The correct matches between prokaryotic DNA polymerase type and function are:

DNA polymerase I - fills in gaps in lagging strand

DNA polymerase II - DNA repair

DNA polymerase III - primary enzyme for DNA synthesis

Note: The functions of certain DNA polymerases in eukaryotes and prokaryotes are not the same.

Ribonucleotide reductase regulates the rate of DNA synthesis and the total DNA to cell mass ratio. The enzyme converts adenosine diphosphate (ADP), guanosine diphosphate (GDP), cytidine diphosphate (CDP), uridine diphosphate (UDP).

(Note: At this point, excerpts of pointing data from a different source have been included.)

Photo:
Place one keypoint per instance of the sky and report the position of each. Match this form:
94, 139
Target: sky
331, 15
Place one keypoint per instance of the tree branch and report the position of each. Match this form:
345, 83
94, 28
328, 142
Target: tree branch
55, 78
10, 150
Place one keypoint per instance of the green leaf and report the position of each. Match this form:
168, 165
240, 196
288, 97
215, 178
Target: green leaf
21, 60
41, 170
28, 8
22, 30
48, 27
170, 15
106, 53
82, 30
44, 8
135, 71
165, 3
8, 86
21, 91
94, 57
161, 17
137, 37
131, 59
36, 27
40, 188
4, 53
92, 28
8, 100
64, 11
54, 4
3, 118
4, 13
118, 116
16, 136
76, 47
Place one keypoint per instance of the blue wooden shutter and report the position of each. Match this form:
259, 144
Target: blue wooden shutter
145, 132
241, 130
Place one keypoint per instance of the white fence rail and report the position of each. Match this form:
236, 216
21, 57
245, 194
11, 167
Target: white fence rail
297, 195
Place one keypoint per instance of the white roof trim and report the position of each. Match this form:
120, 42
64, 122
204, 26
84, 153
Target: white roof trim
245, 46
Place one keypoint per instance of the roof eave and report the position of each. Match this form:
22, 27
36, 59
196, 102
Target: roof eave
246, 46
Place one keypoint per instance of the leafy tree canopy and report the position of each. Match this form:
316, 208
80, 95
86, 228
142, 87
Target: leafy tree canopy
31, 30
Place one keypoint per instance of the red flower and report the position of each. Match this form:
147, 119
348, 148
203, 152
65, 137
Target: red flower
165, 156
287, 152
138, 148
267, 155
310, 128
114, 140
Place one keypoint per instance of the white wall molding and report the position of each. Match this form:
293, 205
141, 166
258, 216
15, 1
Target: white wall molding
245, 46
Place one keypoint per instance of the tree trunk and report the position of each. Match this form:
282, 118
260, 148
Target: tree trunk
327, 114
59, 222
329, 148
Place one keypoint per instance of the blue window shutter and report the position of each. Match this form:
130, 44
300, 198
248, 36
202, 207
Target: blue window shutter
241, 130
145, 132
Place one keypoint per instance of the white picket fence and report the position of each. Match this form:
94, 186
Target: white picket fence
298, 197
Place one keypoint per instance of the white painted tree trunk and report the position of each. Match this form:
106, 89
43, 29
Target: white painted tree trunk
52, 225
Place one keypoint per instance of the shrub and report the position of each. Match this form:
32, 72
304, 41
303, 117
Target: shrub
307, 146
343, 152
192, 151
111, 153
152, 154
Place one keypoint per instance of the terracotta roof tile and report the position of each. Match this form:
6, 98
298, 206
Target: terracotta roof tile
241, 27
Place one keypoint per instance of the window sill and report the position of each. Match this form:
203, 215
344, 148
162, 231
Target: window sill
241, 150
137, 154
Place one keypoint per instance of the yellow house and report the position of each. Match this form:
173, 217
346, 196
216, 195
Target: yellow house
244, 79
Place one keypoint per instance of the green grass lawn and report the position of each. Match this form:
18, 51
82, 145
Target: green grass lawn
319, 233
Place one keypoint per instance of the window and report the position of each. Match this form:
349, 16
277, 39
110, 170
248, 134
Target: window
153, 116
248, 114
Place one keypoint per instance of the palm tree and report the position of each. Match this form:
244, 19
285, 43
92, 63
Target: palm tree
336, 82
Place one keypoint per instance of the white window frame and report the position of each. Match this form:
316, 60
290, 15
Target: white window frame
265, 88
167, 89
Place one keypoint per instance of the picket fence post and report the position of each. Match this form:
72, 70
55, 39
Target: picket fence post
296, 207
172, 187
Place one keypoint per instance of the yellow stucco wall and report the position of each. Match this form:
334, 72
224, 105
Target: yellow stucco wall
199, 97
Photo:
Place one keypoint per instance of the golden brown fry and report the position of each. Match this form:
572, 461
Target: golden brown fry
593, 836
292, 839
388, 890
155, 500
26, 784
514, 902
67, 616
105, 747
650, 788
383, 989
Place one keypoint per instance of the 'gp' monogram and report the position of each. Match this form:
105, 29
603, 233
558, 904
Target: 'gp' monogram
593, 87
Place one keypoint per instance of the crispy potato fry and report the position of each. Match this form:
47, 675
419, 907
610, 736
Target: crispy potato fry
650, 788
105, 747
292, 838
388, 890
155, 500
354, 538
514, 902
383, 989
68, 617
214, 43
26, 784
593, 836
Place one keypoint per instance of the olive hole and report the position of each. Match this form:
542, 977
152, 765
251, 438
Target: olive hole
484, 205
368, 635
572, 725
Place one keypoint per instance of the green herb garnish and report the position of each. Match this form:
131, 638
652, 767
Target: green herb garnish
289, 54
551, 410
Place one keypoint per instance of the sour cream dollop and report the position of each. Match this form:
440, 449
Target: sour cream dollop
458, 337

The ribonucleotide thymidine diphosphate is not a substrate for this enzyme. Thymidine nucleotides are products of another enzyme: thymidylate kinase.

Purines can be synthesized de novo from ribose phosphate. 5-phosphoribosylamine is converted to inosine monophosphate, which is an intermediary for adenine monophosphate and guanine monophosphate production. The reaction requires the presence of glycine, aspartate and glutamine, but not lysine.

Phosphoribosyl pyrophosphate (PRPP) is a precursor of both purines (adenine and guanine), as well as pyrimidines (cytosine, uracil, and thymine) in nucleotide synthesis. In certain enzyme deficiencies, levels of PRPP can increase leading indirectly to uric acid production and gout.